19. After recording the aforesaid findings and appreciating the evidence on record, the adjudicating authority imposed penalties upon the petitioners under the provision of Section 122 of the CGST Act, 2017.
20. At this stage, it would be apposite to refer to Section 122(1A) of the CGST Act, 2017, which reads as under:
“Section 122(1A) – Any person who retains the benefit of a transaction covered under clauses (i), (ii), (vii) or clause (ix) of subsection (1) and at whose instance such transaction is conducted, shall be liable to a penalty of an amount equivalent to the tax evaded or input tax credit availed of or passed on.
[(1B) [Any electronic commerce operator, who is liable to collect tax at source under section 52,]—
(i) allows a supply of goods or services or both through it by an unregistered person other than a person exempted from registration by a notification issued under this Act to make such supply;
(ii) allows an inter-State supply of goods or services or both through it by a person who is not eligible to make such inter-State supply; or (iii) fails to furnish the correct details in the statement to be furnished under sub-section (4) of section 52 of any outward supply of goods effected through it by a person exempted from obtaining registration under this Act, shall be liable to pay a penalty of ten thousand rupees, or an amount equivalent to the amount of tax involved had such supply been made by a registered person other than a person paying tax under section 10, whichever is higher]”
21. A plain reading of Section 122(1A) of the CGST Act, 2017, makes it evident that any person who retains the benefit of a transaction covered under clauses (i), (ii), (vii) or (ix) of subsection (1), and at whose instance such transaction is conducted, is liable to a penalty equivalent to the tax evaded or the ITC availed of or passed on.
22. Thus, the findings recorded by the adjudicating authority unequivocally establish the complicity of the present petitioners in the generation of fake invoices and e-way bills without any actual supply of goods, as well as their involvement in hawala transactions.
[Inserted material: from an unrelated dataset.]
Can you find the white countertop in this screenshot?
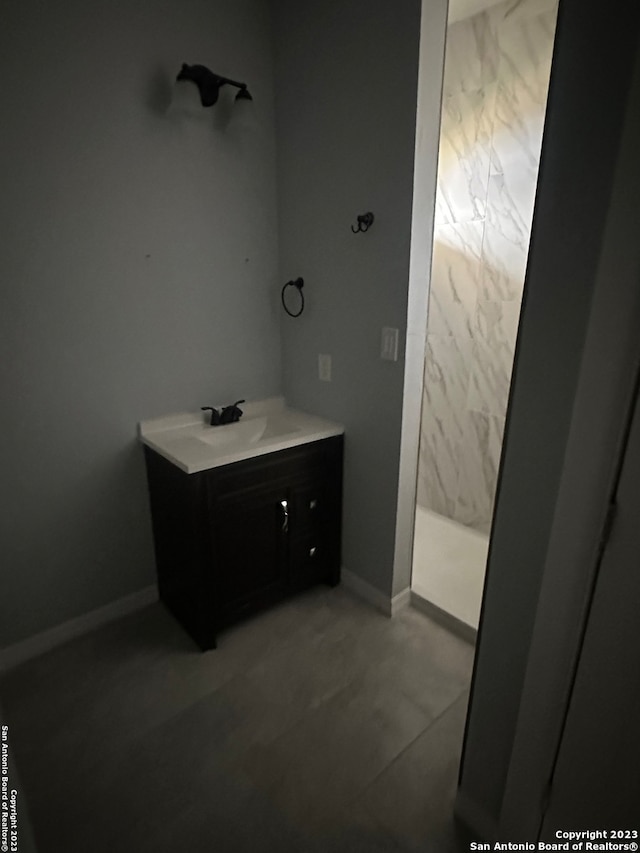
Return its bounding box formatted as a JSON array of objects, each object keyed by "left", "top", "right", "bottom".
[{"left": 138, "top": 397, "right": 344, "bottom": 474}]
The impugned Order-in-Original contains detailed findings based on the material collected during the course of the investigation, including the statements of the petitioners themselves, documentary evidence and electronic records. We are, therefore, not inclined to interfere with the impugned Order-in-Original merely on the grounds canvassed before us.
23. The judgement of the Apex Court in the case of Kranti Associates Pvt. Ltd. (supra) will not even remotely apply to the present case, as it deals with the passing of a reasoned order by a quasi-judicial authority. We also do not find that the impugned order is in any sense an unreasoned order, additionally we also do find any violation of the principles of natural justice warranting interference in exercise of our writ jurisdiction under Article 226 of the Constitution of India. The the petitioners have an efficacious statutory remedy of appeal under Section 107 of the CGST Act, 2017, and all factual findings including the applicability of the provisions of Section 122(1A) of the CGST Act, 2017 retrospectively could have been examined by the appellate authority, more particularly in wake of the fact that there appears to be widespread network involving numerous transactions by various entities of defrauding the revenue, which was not the case before Bombay High Court as reflected in the decision in the case of Amit Manilal Haria (supra). However, since the petitioners have insisted for reasoned order, we are constrained to pass one.
24. Accordingly, the writ petition is rejected. Rule is discharged. There shall be no order as to costs.